Measurement rules
Every metric record should include the numerator, denominator, unit, population, time window, model digest, router version, evaluator version, hardware, and UTC collection interval. A number without those dimensions is not comparable evidence.
Task quality
| Metric | Definition | Caution |
|---|---|---|
| Accuracy | Correct outcomes / evaluated outcomes | Hides class imbalance and abstention |
| Precision | True positives / predicted positives | Sensitive to threshold and prevalence |
| Recall | True positives / actual positives | Report critical-class recall separately |
| F1 | Harmonic mean of precision and recall | Can hide calibration and business cost |
| Exact match | Outputs matching canonical result exactly | Too strict for some generative tasks |
| Pass rate | Cases satisfying executable or deterministic criteria | Test quality determines meaning |
| Utility score | Domain-specific value of outcome | Must be externally defined and audited |
| Human acceptance | Accepted outputs / reviewed outputs | Review selection bias can be severe |
Calibration and abstention
Expected calibration error: weighted difference between confidence bins and observed correctness. Report binning strategy and include reliability diagrams where possible.
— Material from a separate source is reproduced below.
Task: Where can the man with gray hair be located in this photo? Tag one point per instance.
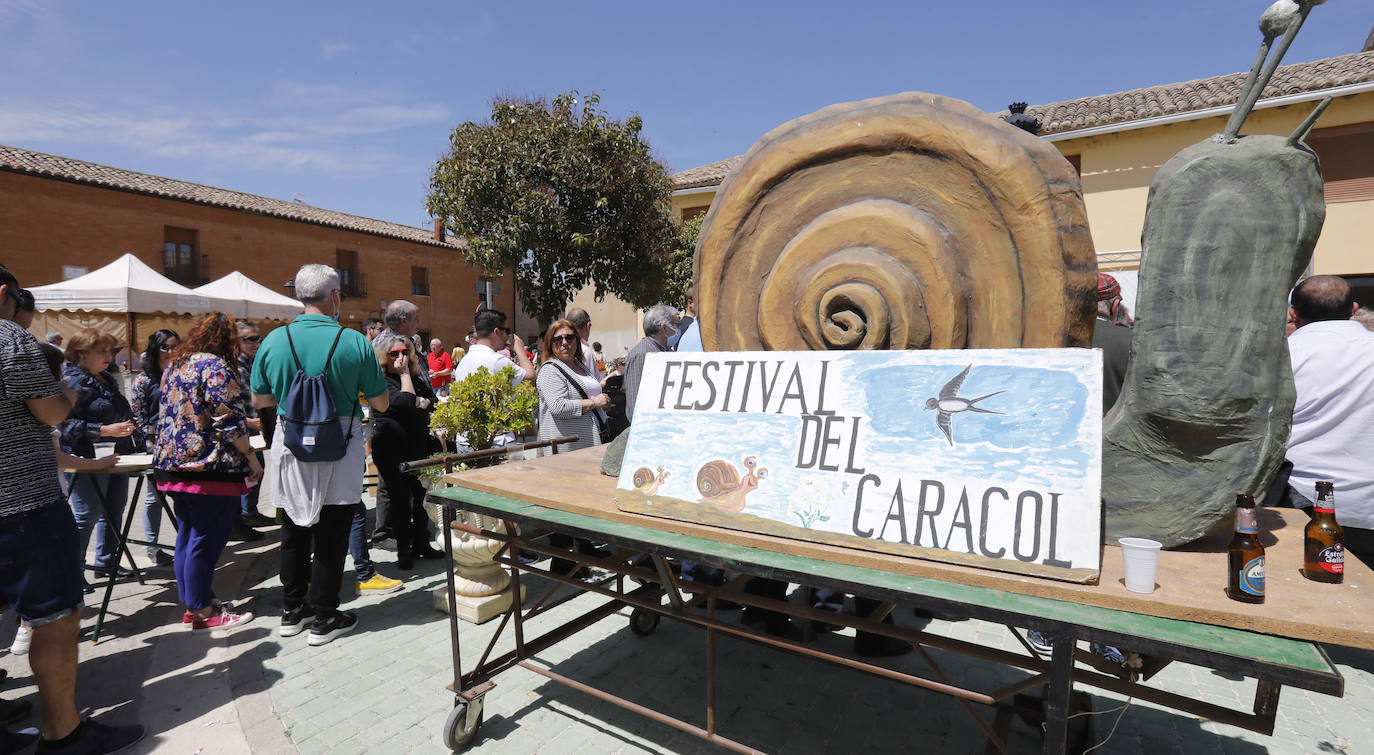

Brier score: mean squared difference between predicted probability and observed outcome. Useful for probabilistic classification.
Selective risk: error rate among non-abstained cases at a stated coverage level.
Coverage: proportion of eligible requests receiving a normal result rather than abstention or escalation.
Escalation precision: proportion of escalated cases that actually required the higher-cost path or human review.
FUNCTION selective_risk(results, threshold)
accepted <- FILTER(results, result.confidence >= threshold)
IF COUNT(accepted) == 0
RETURN UNDEFINED
END IF
RETURN COUNT_ERRORS(accepted) / COUNT(accepted)
END FUNCTIONRouting and coalition metrics
| Metric | Formula or definition | What it reveals |
|---|---|---|
| Route accuracy | Requests sent to acceptable route / labeled requests | Direct routing correctness |
| Router regret | Utility(best eligible route) − utility(selected route) | Cost of routing mistakes |
| Specialist utilization | Requests handled by specialist / eligible requests | Load and possible starvation |
| Coalition size | Components activated per request | Coordination and cost growth |
| Disagreement rate | Coalition cases with materially different outputs / coalition cases | Diversity or instability |
| Escalation rate | Escalated requests / eligible requests | Local coverage and cost |
| Fallback success | Successful fallback outcomes / fallbacks | Resilience of cascade |
| Route churn | Requests whose route changed between policy versions / replay set | Operational instability |
Resource metrics
- End-to-end latency: request arrival to accepted response, including routing, queueing, network, retries, validation, and aggregation.
- Time to first output: relevant for streaming interactions but not a substitute for completion latency.
- p50, p95, p99 latency: distribution percentiles; report by route and device tier.
- Throughput: accepted requests or generated units per second under defined concurrency.
- Peak resident memory: maximum process or device memory during a representative request.
- Loaded-model memory: memory retained by eligible packages before request-specific allocations.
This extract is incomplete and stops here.